Cookbook index

Building species trees using concatenated alignments

This recipe shows how to automate the reconstruction of species trees based on a concatenated multiple sequence alignments.

Requirements

Recipe

Reconstructing a species tree based on several concatenated alignments requires the use of two types of workflows in ete-build:

  • a gene-tree workflow used to align the sequences of each Orthologous Group (OG) (-w)
  • a workflow to concatenate all alignments and build a tree based on it (-m)

Typically, all sequences used in a concatenated alignment are grouped by Orthologous Groups (OGs). Within OGs, each species is expected to be represented by one and only one sequence.

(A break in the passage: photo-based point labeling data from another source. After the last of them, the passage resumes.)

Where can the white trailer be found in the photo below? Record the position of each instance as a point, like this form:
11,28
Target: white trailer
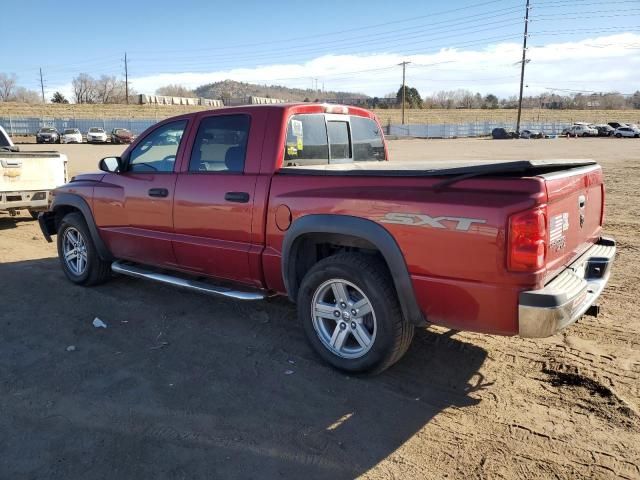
27,178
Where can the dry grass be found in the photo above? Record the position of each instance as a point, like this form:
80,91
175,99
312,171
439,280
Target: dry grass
535,115
159,112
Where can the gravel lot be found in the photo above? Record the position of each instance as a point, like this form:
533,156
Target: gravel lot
187,386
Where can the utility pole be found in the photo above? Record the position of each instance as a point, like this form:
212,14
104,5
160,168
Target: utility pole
126,78
42,86
524,62
404,66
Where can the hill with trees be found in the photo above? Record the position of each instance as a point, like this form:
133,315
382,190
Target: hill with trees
234,89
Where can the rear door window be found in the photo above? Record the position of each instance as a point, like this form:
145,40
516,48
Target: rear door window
339,141
368,144
221,144
306,141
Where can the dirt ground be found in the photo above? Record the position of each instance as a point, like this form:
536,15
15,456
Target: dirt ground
187,386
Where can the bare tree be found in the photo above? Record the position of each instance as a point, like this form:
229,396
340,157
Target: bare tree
106,88
175,91
24,95
84,88
612,101
466,99
7,86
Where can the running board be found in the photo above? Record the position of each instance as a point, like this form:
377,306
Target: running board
138,271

1. Prepare data: sequences and orthologous groups

  • The COGs file must be a text file containing the same sequence IDs as in the input file. Each TAB delimited line will be considered a COG.

    For instance, the following example would define 3 COGs of size 3, 2 and 4 sequences respectively:

    sp1_seqA   sp2_seqA    sp3_seqA
    sp1_seqB   sp2_seqB    
    sp1_seqC   sp3_seqC    sp4_seqC    sp5_seqC
  • By default, the expected format for the sequence names/identifiers is SpeciesCode_SequenceName. The species code should allways precede the sequence names, but you can change the default underscore delimiter character using --spname-delimiter.

  • All sequences must be provided in a single FASTA file.

2. Choose a gene-tree workflow for aligning sequences within each OG

Sequences belonging to OGs must be aligned prior to concatenation. Any ete-build gene-tree workflow can be selected for that and passed with the -w option.

If an alignment trimming step is present in the gene-tree workflow, the trimmed version of the alignment will be used for concatenation.

3. Choose a workflow to select OGs and infer final tree

Supermatrix (concatenated) workflow names are defined in a very similar way as gene-tree workflows.

There are three master tasks in a supermatrix workflow:

  • OG selection: Used to define the set of OGs that will be used to build the concatenated alignment. Although this can be done manually, ete-build offers several automatic options to discards OGs missing a given percentage of species.

In most cases, the OG selection step will default to cog_all, meaning that all the clusters of Orthologous Groups provided should be used. However, other options are possible:

  • cog_100: Use only OGs containing sequences from all (100%) species
  • cog_90: Use only OGs containing sequences from at least 90% of the target species

  • Alignment concatenation: This task accepts no options at the moment. It is used to call the gene-tree workflow selected with the '-w' option, retrieve results and concatenate alignments.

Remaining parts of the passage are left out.